During Tuesday’s trading session, the shares of one of the leading providers of Electronic Manufacturing Services (EMS) in India are in focus, after the global brokerage firm, HSBC, retained a “buy” rating on the stock, with a potential upside of about 55 percent. 

Price Movement

With a market capitalisation of Rs. 77,448.4 crores, at 09:51 a.m., the shares of Dixon Technologies (India) Limited were trading in the green at Rs. 12,857.35, up by nearly 2.4 percent, as compared to its previous closing price of Rs. 12,561.45. The stock has delivered positive returns of nearly 68 percent in the last one year, but declined by around 2 percent in a month.

Brokerage Target

The global brokerage firm HSBC has reiterated a “buy” rating on Dixon Technologies Limited and assigned a target price of Rs. 20,000 per share, representing a potential upside of nearly 55 percent from current price levels of Rs. 12,857. 

Brokerage Outlook

HSBC has maintained its ‘Buy’ rating on Dixon Technologies, citing the U.S. reciprocal tariffs as a key growth catalyst for the Indian contract manufacturer. With increased tariffs on electronics imported from China, Vietnam, and Thailand, Dixon is well-positioned to benefit due to its robust domestic manufacturing capabilities and focus on import substitution.

Although Q4 FY25 results are expected to be solid, they may slightly underperform consensus projections, primarily due to seasonal factors and high base effects, according to HSBC. Nonetheless, factors such as new customer additions, expanding market share, and a higher share of domestic value addition are seen as long-term drivers of growth.

HSBC remains confident in Dixon’s domestic-led growth narrative, especially as global firms seek to diversify supply chains away from China and enhance local sourcing.

Moreover, the company reported strong Q3 performance, driven by a significant ramp-up in its mobile manufacturing segment.
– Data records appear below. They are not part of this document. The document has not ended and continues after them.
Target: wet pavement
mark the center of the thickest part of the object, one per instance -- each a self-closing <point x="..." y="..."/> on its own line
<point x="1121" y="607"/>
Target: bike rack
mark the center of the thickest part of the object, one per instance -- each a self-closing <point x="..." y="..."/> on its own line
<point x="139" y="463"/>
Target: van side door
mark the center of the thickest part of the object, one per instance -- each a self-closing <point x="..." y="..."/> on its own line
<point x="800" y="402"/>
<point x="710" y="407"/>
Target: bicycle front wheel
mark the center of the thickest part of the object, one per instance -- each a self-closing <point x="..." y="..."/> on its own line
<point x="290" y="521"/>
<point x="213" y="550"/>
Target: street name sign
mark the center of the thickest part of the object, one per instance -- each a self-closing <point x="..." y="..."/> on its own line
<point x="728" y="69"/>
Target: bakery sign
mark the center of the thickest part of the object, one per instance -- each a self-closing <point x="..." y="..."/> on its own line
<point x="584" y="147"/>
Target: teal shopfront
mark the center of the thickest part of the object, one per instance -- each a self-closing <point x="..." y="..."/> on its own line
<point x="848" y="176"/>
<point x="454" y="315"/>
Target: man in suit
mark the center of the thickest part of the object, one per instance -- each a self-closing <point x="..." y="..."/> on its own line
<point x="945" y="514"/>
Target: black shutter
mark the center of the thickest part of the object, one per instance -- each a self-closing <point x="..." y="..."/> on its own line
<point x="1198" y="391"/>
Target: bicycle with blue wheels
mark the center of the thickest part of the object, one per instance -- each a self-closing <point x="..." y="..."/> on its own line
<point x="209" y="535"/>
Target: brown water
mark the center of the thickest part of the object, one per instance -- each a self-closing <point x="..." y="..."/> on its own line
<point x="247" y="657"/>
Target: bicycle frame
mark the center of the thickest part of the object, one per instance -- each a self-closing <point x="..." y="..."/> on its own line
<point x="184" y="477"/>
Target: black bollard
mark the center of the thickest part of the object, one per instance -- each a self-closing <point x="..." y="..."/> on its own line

Additionally, plans for a substantial investment in a display fabrication facility are underway. HSBC anticipates continued earnings growth and further stock upgrades for the electronics manufacturer.

Also read: Nifty 50 stock formed bullish double bottom pattern amid market turbulence to keep an eye on

Financials

Dixon Technologies reported a significant growth in revenue from operations, experiencing a year-on-year rise of nearly 117 percent, from Rs. 4,818 crores in Q3 FY24 to Rs. 10,454 crores in Q3 FY25.

Similarly, the company’s net profit increased during the same period from Rs. 97 crores to Rs. 216 crores, representing an impressive growth of nearly 122.7 percent YoY. The company’s revenue from operations grew at a CAGR of around 40 percent between FY21 and FY24, while the net profit jumped by 33 percent CAGR over the same period.

About the Company

Dixon Technologies is primarily involved in the manufacturing of electronic goods such as consumer durables, home appliances, lighting products, mobile phones, refrigerators, telecom products, hearables & wearables, and security devices.

The company has multiple partnerships and subsidiaries with various investments underway to start full-fledged operations for semiconductors. It uses semiconductors in the assembly of devices like mobile phones, ACs, and fridges. The company partners with HKC Corporation Limited and Rexxam for manufacturing semiconductor production equipment.